Zero Cost Distribution

Cloister provides a callback on cluster topology changes, which makes it easy to perform some additional setup when the cluster is up.

But what if we want to distribute our processing without actually writing the support for running in distributed mode? For that one might use Tarearbol.DynamicManager abstraction.

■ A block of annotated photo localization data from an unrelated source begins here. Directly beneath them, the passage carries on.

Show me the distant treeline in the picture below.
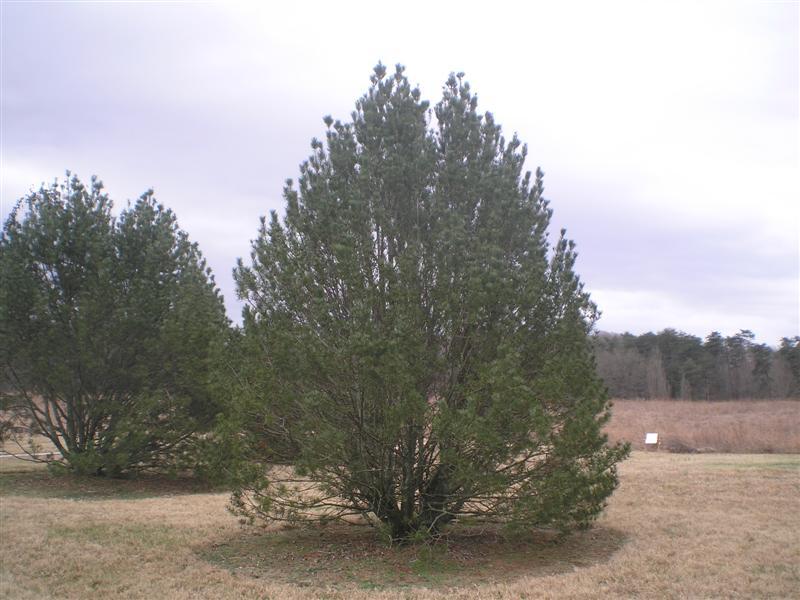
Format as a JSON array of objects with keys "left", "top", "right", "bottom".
[{"left": 593, "top": 330, "right": 800, "bottom": 400}]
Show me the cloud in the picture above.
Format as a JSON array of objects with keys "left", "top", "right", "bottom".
[
  {"left": 592, "top": 279, "right": 798, "bottom": 345},
  {"left": 2, "top": 0, "right": 797, "bottom": 344}
]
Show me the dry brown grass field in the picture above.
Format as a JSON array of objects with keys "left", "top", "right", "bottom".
[
  {"left": 0, "top": 450, "right": 798, "bottom": 599},
  {"left": 606, "top": 398, "right": 800, "bottom": 453},
  {"left": 1, "top": 399, "right": 799, "bottom": 597}
]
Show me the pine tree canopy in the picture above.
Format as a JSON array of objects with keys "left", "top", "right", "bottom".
[
  {"left": 0, "top": 173, "right": 228, "bottom": 476},
  {"left": 231, "top": 64, "right": 629, "bottom": 542}
]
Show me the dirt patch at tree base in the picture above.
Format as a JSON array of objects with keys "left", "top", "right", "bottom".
[{"left": 199, "top": 523, "right": 627, "bottom": 589}]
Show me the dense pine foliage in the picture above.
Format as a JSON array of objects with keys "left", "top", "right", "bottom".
[
  {"left": 0, "top": 174, "right": 228, "bottom": 476},
  {"left": 230, "top": 65, "right": 629, "bottom": 542}
]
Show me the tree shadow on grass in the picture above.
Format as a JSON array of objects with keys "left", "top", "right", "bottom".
[
  {"left": 200, "top": 522, "right": 627, "bottom": 590},
  {"left": 0, "top": 470, "right": 224, "bottom": 500}
]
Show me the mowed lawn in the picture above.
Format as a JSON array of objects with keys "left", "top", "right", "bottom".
[{"left": 1, "top": 451, "right": 798, "bottom": 599}]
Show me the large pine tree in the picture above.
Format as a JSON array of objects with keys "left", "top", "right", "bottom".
[{"left": 232, "top": 65, "right": 628, "bottom": 541}]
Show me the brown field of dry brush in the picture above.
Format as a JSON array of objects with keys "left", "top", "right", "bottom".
[{"left": 605, "top": 398, "right": 800, "bottom": 453}]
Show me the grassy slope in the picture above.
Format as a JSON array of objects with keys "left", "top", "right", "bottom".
[{"left": 1, "top": 452, "right": 798, "bottom": 599}]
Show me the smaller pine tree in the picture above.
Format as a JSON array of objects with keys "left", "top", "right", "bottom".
[{"left": 0, "top": 173, "right": 228, "bottom": 476}]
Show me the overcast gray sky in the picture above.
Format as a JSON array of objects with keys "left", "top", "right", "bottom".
[{"left": 2, "top": 0, "right": 798, "bottom": 345}]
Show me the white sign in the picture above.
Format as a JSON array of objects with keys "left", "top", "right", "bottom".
[{"left": 645, "top": 432, "right": 658, "bottom": 445}]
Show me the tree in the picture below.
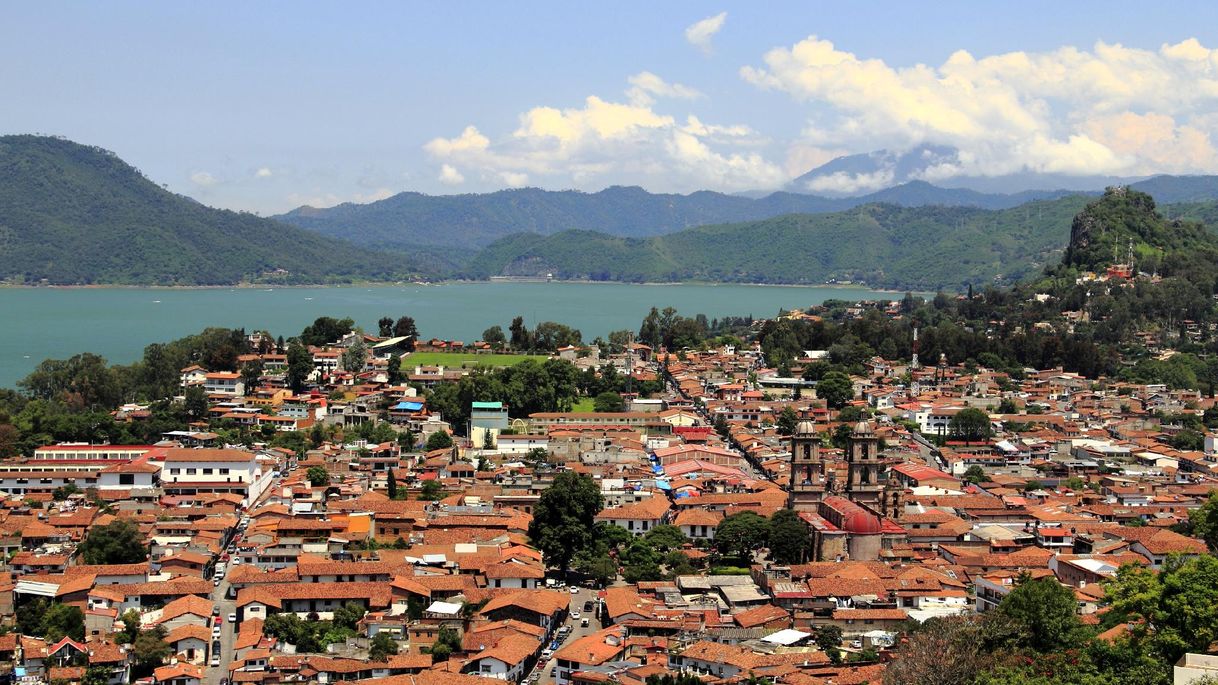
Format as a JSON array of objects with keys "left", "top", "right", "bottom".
[
  {"left": 52, "top": 483, "right": 82, "bottom": 501},
  {"left": 425, "top": 430, "right": 453, "bottom": 451},
  {"left": 949, "top": 407, "right": 993, "bottom": 443},
  {"left": 1106, "top": 554, "right": 1218, "bottom": 665},
  {"left": 118, "top": 608, "right": 142, "bottom": 644},
  {"left": 392, "top": 316, "right": 419, "bottom": 347},
  {"left": 386, "top": 467, "right": 398, "bottom": 500},
  {"left": 813, "top": 624, "right": 843, "bottom": 651},
  {"left": 882, "top": 615, "right": 991, "bottom": 685},
  {"left": 621, "top": 540, "right": 662, "bottom": 583},
  {"left": 776, "top": 406, "right": 799, "bottom": 436},
  {"left": 183, "top": 385, "right": 208, "bottom": 420},
  {"left": 239, "top": 359, "right": 263, "bottom": 395},
  {"left": 299, "top": 316, "right": 354, "bottom": 347},
  {"left": 306, "top": 466, "right": 330, "bottom": 487},
  {"left": 341, "top": 338, "right": 367, "bottom": 373},
  {"left": 79, "top": 518, "right": 146, "bottom": 565},
  {"left": 482, "top": 325, "right": 506, "bottom": 350},
  {"left": 419, "top": 480, "right": 443, "bottom": 501},
  {"left": 509, "top": 316, "right": 530, "bottom": 350},
  {"left": 369, "top": 632, "right": 399, "bottom": 662},
  {"left": 41, "top": 602, "right": 85, "bottom": 642},
  {"left": 643, "top": 524, "right": 688, "bottom": 552},
  {"left": 1189, "top": 491, "right": 1218, "bottom": 552},
  {"left": 593, "top": 391, "right": 626, "bottom": 413},
  {"left": 286, "top": 340, "right": 313, "bottom": 392},
  {"left": 429, "top": 625, "right": 461, "bottom": 663},
  {"left": 573, "top": 550, "right": 617, "bottom": 587},
  {"left": 528, "top": 472, "right": 603, "bottom": 571},
  {"left": 995, "top": 573, "right": 1085, "bottom": 653},
  {"left": 963, "top": 465, "right": 990, "bottom": 485},
  {"left": 131, "top": 626, "right": 171, "bottom": 676},
  {"left": 715, "top": 511, "right": 771, "bottom": 562},
  {"left": 378, "top": 317, "right": 394, "bottom": 337},
  {"left": 768, "top": 509, "right": 812, "bottom": 564},
  {"left": 332, "top": 601, "right": 366, "bottom": 632},
  {"left": 82, "top": 666, "right": 111, "bottom": 685},
  {"left": 816, "top": 372, "right": 853, "bottom": 409}
]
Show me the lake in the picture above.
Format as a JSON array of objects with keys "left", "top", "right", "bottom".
[{"left": 0, "top": 281, "right": 900, "bottom": 388}]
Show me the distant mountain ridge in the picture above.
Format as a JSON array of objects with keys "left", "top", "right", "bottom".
[
  {"left": 0, "top": 135, "right": 428, "bottom": 285},
  {"left": 786, "top": 143, "right": 1147, "bottom": 196},
  {"left": 275, "top": 181, "right": 1086, "bottom": 250},
  {"left": 465, "top": 196, "right": 1097, "bottom": 291}
]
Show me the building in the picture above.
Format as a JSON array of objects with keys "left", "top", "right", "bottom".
[{"left": 153, "top": 448, "right": 273, "bottom": 506}]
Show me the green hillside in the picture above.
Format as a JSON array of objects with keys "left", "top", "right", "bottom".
[
  {"left": 275, "top": 182, "right": 1084, "bottom": 250},
  {"left": 0, "top": 135, "right": 431, "bottom": 285},
  {"left": 466, "top": 196, "right": 1093, "bottom": 291},
  {"left": 1064, "top": 187, "right": 1215, "bottom": 272}
]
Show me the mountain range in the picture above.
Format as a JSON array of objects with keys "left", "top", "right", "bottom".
[
  {"left": 3, "top": 134, "right": 1218, "bottom": 289},
  {"left": 0, "top": 135, "right": 432, "bottom": 285},
  {"left": 785, "top": 143, "right": 1145, "bottom": 196},
  {"left": 276, "top": 181, "right": 1086, "bottom": 251}
]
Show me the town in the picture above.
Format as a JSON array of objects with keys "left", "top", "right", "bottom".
[{"left": 0, "top": 287, "right": 1216, "bottom": 685}]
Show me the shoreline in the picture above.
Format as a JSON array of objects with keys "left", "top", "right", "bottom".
[{"left": 0, "top": 279, "right": 923, "bottom": 295}]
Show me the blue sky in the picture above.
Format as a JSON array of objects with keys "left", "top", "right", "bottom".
[{"left": 4, "top": 1, "right": 1218, "bottom": 212}]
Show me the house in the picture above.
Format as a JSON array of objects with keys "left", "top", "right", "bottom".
[
  {"left": 203, "top": 372, "right": 244, "bottom": 397},
  {"left": 553, "top": 626, "right": 631, "bottom": 685},
  {"left": 462, "top": 632, "right": 541, "bottom": 682},
  {"left": 153, "top": 447, "right": 273, "bottom": 507},
  {"left": 595, "top": 495, "right": 671, "bottom": 536}
]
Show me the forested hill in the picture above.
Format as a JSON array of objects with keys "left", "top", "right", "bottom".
[
  {"left": 0, "top": 135, "right": 428, "bottom": 285},
  {"left": 465, "top": 196, "right": 1095, "bottom": 291},
  {"left": 1064, "top": 187, "right": 1217, "bottom": 272},
  {"left": 275, "top": 181, "right": 1083, "bottom": 250}
]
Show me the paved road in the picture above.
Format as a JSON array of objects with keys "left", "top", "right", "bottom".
[
  {"left": 528, "top": 586, "right": 602, "bottom": 684},
  {"left": 204, "top": 571, "right": 237, "bottom": 685}
]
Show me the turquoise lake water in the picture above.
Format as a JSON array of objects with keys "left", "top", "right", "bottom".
[{"left": 0, "top": 281, "right": 901, "bottom": 388}]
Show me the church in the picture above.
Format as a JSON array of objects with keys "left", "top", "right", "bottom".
[{"left": 787, "top": 419, "right": 906, "bottom": 561}]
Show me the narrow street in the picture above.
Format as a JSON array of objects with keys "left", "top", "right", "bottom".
[{"left": 204, "top": 572, "right": 237, "bottom": 685}]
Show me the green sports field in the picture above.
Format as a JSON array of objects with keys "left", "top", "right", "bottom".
[{"left": 402, "top": 351, "right": 550, "bottom": 369}]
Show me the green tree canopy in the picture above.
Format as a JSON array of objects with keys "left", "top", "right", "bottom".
[
  {"left": 306, "top": 466, "right": 330, "bottom": 487},
  {"left": 949, "top": 407, "right": 993, "bottom": 443},
  {"left": 425, "top": 430, "right": 453, "bottom": 450},
  {"left": 527, "top": 472, "right": 603, "bottom": 571},
  {"left": 995, "top": 573, "right": 1086, "bottom": 653},
  {"left": 768, "top": 509, "right": 812, "bottom": 564},
  {"left": 79, "top": 518, "right": 146, "bottom": 565},
  {"left": 817, "top": 372, "right": 853, "bottom": 409},
  {"left": 715, "top": 511, "right": 772, "bottom": 562}
]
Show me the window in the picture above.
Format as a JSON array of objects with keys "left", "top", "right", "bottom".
[
  {"left": 169, "top": 468, "right": 180, "bottom": 475},
  {"left": 220, "top": 468, "right": 229, "bottom": 475},
  {"left": 119, "top": 474, "right": 135, "bottom": 485},
  {"left": 203, "top": 468, "right": 213, "bottom": 475},
  {"left": 186, "top": 468, "right": 197, "bottom": 475}
]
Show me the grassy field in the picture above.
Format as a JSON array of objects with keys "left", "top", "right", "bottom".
[
  {"left": 571, "top": 397, "right": 597, "bottom": 413},
  {"left": 403, "top": 351, "right": 550, "bottom": 368}
]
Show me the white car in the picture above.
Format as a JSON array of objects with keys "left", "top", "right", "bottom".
[
  {"left": 571, "top": 611, "right": 581, "bottom": 620},
  {"left": 212, "top": 625, "right": 222, "bottom": 638},
  {"left": 210, "top": 654, "right": 221, "bottom": 667},
  {"left": 228, "top": 613, "right": 237, "bottom": 623},
  {"left": 569, "top": 587, "right": 578, "bottom": 594}
]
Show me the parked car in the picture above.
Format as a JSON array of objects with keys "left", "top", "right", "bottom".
[
  {"left": 569, "top": 587, "right": 578, "bottom": 594},
  {"left": 210, "top": 654, "right": 221, "bottom": 667},
  {"left": 228, "top": 613, "right": 237, "bottom": 623},
  {"left": 581, "top": 618, "right": 589, "bottom": 627},
  {"left": 571, "top": 611, "right": 581, "bottom": 620},
  {"left": 583, "top": 600, "right": 593, "bottom": 612}
]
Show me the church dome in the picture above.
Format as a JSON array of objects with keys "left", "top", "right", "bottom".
[
  {"left": 851, "top": 420, "right": 875, "bottom": 437},
  {"left": 824, "top": 495, "right": 883, "bottom": 534},
  {"left": 794, "top": 420, "right": 817, "bottom": 436}
]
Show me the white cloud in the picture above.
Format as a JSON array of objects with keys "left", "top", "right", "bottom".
[
  {"left": 500, "top": 171, "right": 529, "bottom": 187},
  {"left": 627, "top": 71, "right": 702, "bottom": 106},
  {"left": 685, "top": 12, "right": 726, "bottom": 55},
  {"left": 423, "top": 72, "right": 784, "bottom": 193},
  {"left": 743, "top": 36, "right": 1218, "bottom": 181},
  {"left": 438, "top": 164, "right": 465, "bottom": 185},
  {"left": 255, "top": 167, "right": 273, "bottom": 178},
  {"left": 189, "top": 171, "right": 217, "bottom": 187}
]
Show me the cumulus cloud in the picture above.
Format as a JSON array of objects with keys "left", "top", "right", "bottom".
[
  {"left": 627, "top": 71, "right": 702, "bottom": 106},
  {"left": 685, "top": 12, "right": 726, "bottom": 55},
  {"left": 438, "top": 164, "right": 465, "bottom": 185},
  {"left": 189, "top": 171, "right": 217, "bottom": 187},
  {"left": 255, "top": 167, "right": 273, "bottom": 178},
  {"left": 743, "top": 36, "right": 1218, "bottom": 181},
  {"left": 423, "top": 72, "right": 784, "bottom": 192}
]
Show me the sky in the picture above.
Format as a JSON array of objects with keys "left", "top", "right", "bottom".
[{"left": 3, "top": 1, "right": 1218, "bottom": 213}]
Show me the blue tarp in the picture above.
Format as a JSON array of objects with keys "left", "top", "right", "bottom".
[
  {"left": 656, "top": 480, "right": 672, "bottom": 491},
  {"left": 393, "top": 401, "right": 424, "bottom": 411}
]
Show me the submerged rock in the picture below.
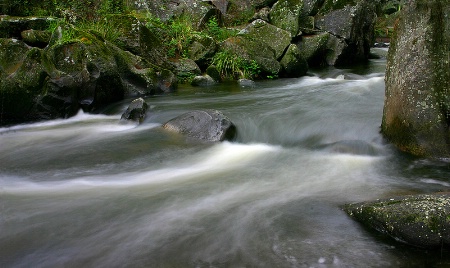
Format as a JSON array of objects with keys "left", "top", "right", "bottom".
[
  {"left": 162, "top": 109, "right": 237, "bottom": 142},
  {"left": 344, "top": 193, "right": 450, "bottom": 248},
  {"left": 120, "top": 98, "right": 148, "bottom": 123}
]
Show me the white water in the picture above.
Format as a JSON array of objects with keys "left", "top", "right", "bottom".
[{"left": 1, "top": 50, "right": 449, "bottom": 267}]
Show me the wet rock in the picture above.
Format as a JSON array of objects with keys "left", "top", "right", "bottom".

Let’s say we receive gazillions of messages from some message broker and need to process them asynchronously. The typical application would use Cloister as the cluster manager and Tarearbol.DynamicManager as the workload processor. Our goal would be to build absolutely transparent system, allowing horizontal scaling out of the box. We cannot just spawn another node in a hope that everything would be fine because the processor is determined by a HashRing backed up by Cloister and the message would be fed from the message broker by the random—currently available—node. Of course we might ask Cloister about who is to process this message, and send the message directly to this process, but this would potentially suffer from back pressure issues either blocking the broker queue, or overflowing the target process mailbox.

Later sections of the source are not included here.